ぬぉぉおーう……なんかわけわからんやつキタァー! 内心でこの学校さっさとやめたいと思いつつ、引きつった笑顔を浮かべる。ボクの学校生活、終わった……さらば、素晴らしき高校生ライフよー
「もう、楓は本当に物忘れ激しいんだから」
木葉は笑顔でフォローする。その言葉の裏から「なに下手な事口走ってるのよ!」という怒りが漏れ出している事に楓だけが気がついた。
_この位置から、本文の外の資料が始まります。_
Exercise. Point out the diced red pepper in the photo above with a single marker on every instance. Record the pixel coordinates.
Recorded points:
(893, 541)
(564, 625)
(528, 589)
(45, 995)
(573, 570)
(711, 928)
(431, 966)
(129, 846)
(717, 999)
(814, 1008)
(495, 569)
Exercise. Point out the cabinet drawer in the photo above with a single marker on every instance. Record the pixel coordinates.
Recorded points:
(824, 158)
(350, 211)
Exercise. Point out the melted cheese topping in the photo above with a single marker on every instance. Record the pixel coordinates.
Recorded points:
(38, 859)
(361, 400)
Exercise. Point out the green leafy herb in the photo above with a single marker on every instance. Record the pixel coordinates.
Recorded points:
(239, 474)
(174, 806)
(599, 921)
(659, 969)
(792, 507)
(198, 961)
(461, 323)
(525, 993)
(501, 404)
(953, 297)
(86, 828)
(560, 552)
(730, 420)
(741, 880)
「何!? ボクはおばあちゃんじゃない! 認知症と一緒にするなー!」
「いいじゃない、認知症。介護が必要ですねー」
「うぬぅー! この……えーと、えーと、ロン毛!」
「楓もロン毛だと思うけど……」
「うぅぅ……」
楓の反撃は見事に跳ね返されて自爆した。ぐうの音も出ないとはまさにこの事だ。ただ、この不毛なやり取りによって夏美と夕姫の疑問は忘れられたようだった。
「みんな! もう、教室に帰らなきゃだよ!」
夕姫は全員に話しかける。夏美はちらりと携帯で時間を確認すると頷いた。
「あと7分で5時間目が始まるよ! 行かなきゃ」
4人は急いでトレーを片付けると、教室に向かった。